Ohne Hamilton unmöglich: Tief im F1-Film verankert
Lewis Hamiltons Einfluss auf den Formel-1-Film
Joseph Kosinski, der Regisseur des Formel-1-Films, hat gezeigt, wie tiefgreifend Lewis Hamilton in die Produktion eingebunden war. Mit Unterstützung von weiteren Beteiligten, darunter Hauptdarsteller Brad Pitt, wird deutlich: Ohne Hamiltons Input wäre das Projekt in dieser Form nicht möglich gewesen.
Hamiltons Rolle als ausführender Produzent begann mit einer E-Mail. Der Regisseur wollte unbedingt den Rat des siebenfachen Weltmeisters sichern, bevor er sich an ein solches Mammutprojekt wagte. „Ich hatte zufällig die E-Mail-Adresse von Lewis Hamilton“, erzählt Kosinski in einem Video von Apple TV. „Das Erste, was ich tat, als ich die Idee hatte, war, Lewis eine Mail zu schreiben. Ich sagte einfach: ‚Ich möchte einen Film in dieser Welt machen. Ich möchte, dass es der authentischeste Rennfilm aller Zeiten wird. Hättest du Interesse, mir dabei zu helfen?‘ Und damit begann diese ganze Reise.“
Hamiltons Anspruch: Realität statt Hollywood-Klischees
Kosinski ergänzt, dass Hamiltons Verbindung zur Formel 1 unverzichtbar sei. „Er lebt und atmet diese Welt jeden einzelnen Tag. Die Authentizität war mir wichtig, und ihm war sie genauso wichtig.“ Aus Hamiltons Sicht habe es bisher keinen Film gegeben, der die Geschwindigkeit oder die Realität der Königsklasse „exakt getroffen“ habe.
Auch Star-Produzent Jerry Bruckheimer betont die Notwendigkeit dieser Zusammenarbeit. „Der Nummer-eins-Fahrer, der siebenfache Weltmeister, ist Lewis Hamilton. Man musste Lewis Hamilton einfach dabei haben.“ Für Hamilton selbst war es die Gelegenheit, in einer Branche mitzuwirken, die den Rennsport oft durch die Hollywood-Brille verzerrt dargestellt hat.
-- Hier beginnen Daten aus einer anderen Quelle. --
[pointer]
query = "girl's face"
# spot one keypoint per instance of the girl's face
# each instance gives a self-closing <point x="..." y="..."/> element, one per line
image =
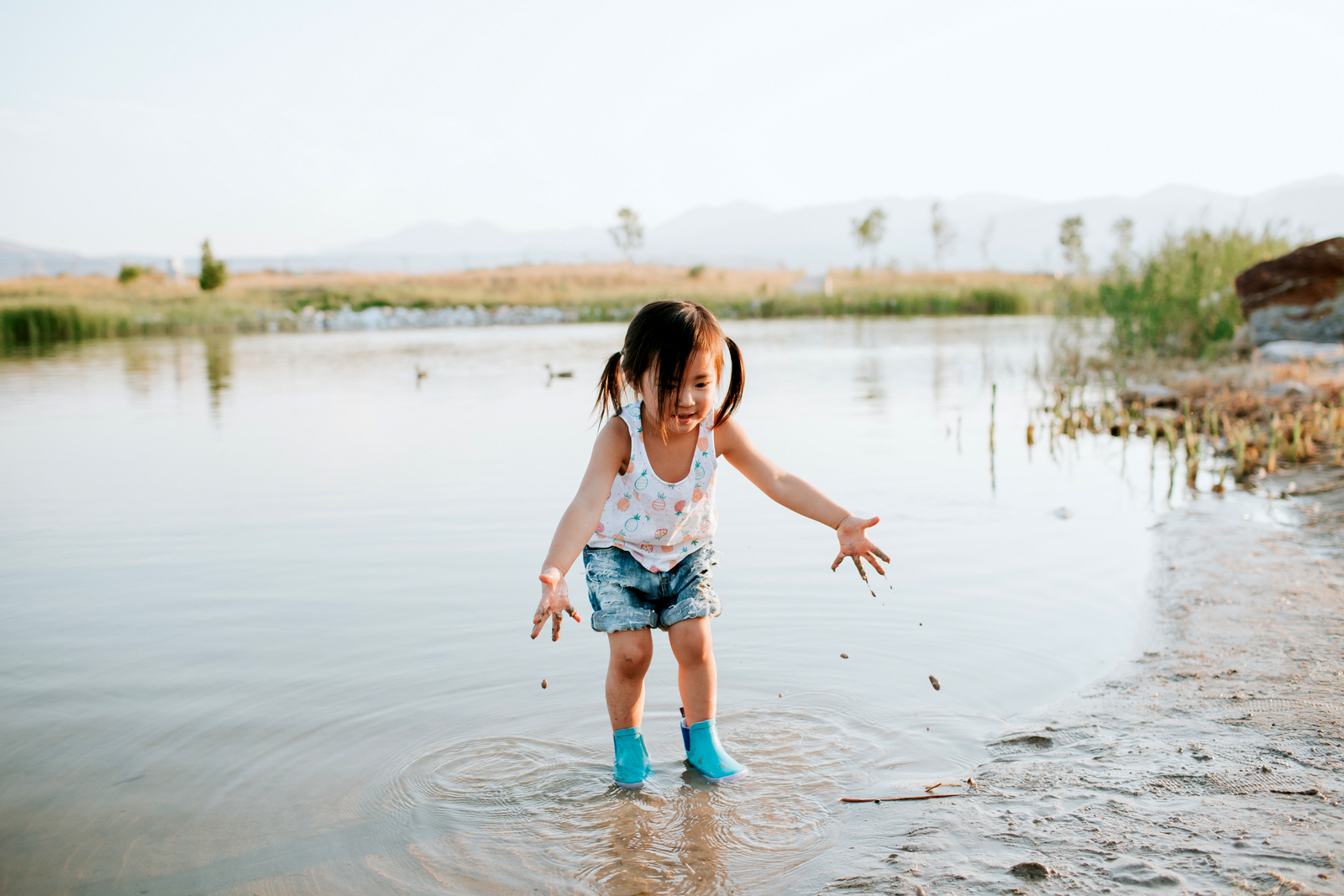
<point x="696" y="398"/>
Technik aus „Top Gun“ auf neuem Level
Der Brite erklärt weiter: „Wenn man sich viele andere Formel-1- oder Rennfilme ansieht, war es immer sehr schwer, die Geschwindigkeit und das Renngeschehen wirklich einzufangen.“ Dass man bei echten Grand-Prix-Wochenenden drehen durfte, sei etwas völlig Neues gewesen.
Zudem habe Kosinski die Technologie, die er bereits bei „Top Gun: Maverick“ nutzte, nicht nur eingebracht, sondern weiterentwickelt. „Mit diesen Kameras und dieser fantastischen Crew konnte Joe die echte Geschwindigkeit in Echtzeit einfangen. Es ist so viel fortschrittlicher als das, was man am Rennwochenende im Fernsehen sieht“, schwärmt Hamilton. „Das Material ist viel roher und man fühlt sich wirklich, als säße man im Auto.“
Vom Drehbuch bis zum Motorensound
Hamiltons Beratung erstreckte sich von der Arbeit am Drehbuch über die Entwicklung der Story bis hin zu technischen Details – etwa, in welchem Gang die Autos in bestimmten Kurven klingen müssen. „Nie im Leben hätte ich gedacht, dass ich mal mit Brad Pitt arbeiten würde“, gibt Hamilton zu. „Er hat einen fantastischen Job gemacht. Er gibt dem Charakter Sonny unglaublich viel Tiefe. Und er hat tatsächlich ein grundlegendes Talent fürs Fahren.“
Brad Pitt, der im Film den nomadischen Rennfahrer Sonny Hayes verkörpert, fand ein passendes Bild für Hamiltons Rolle: Er bezeichnete ihn als die „Leitplanken“, die die Geschichte „im Rahmen“ hielten.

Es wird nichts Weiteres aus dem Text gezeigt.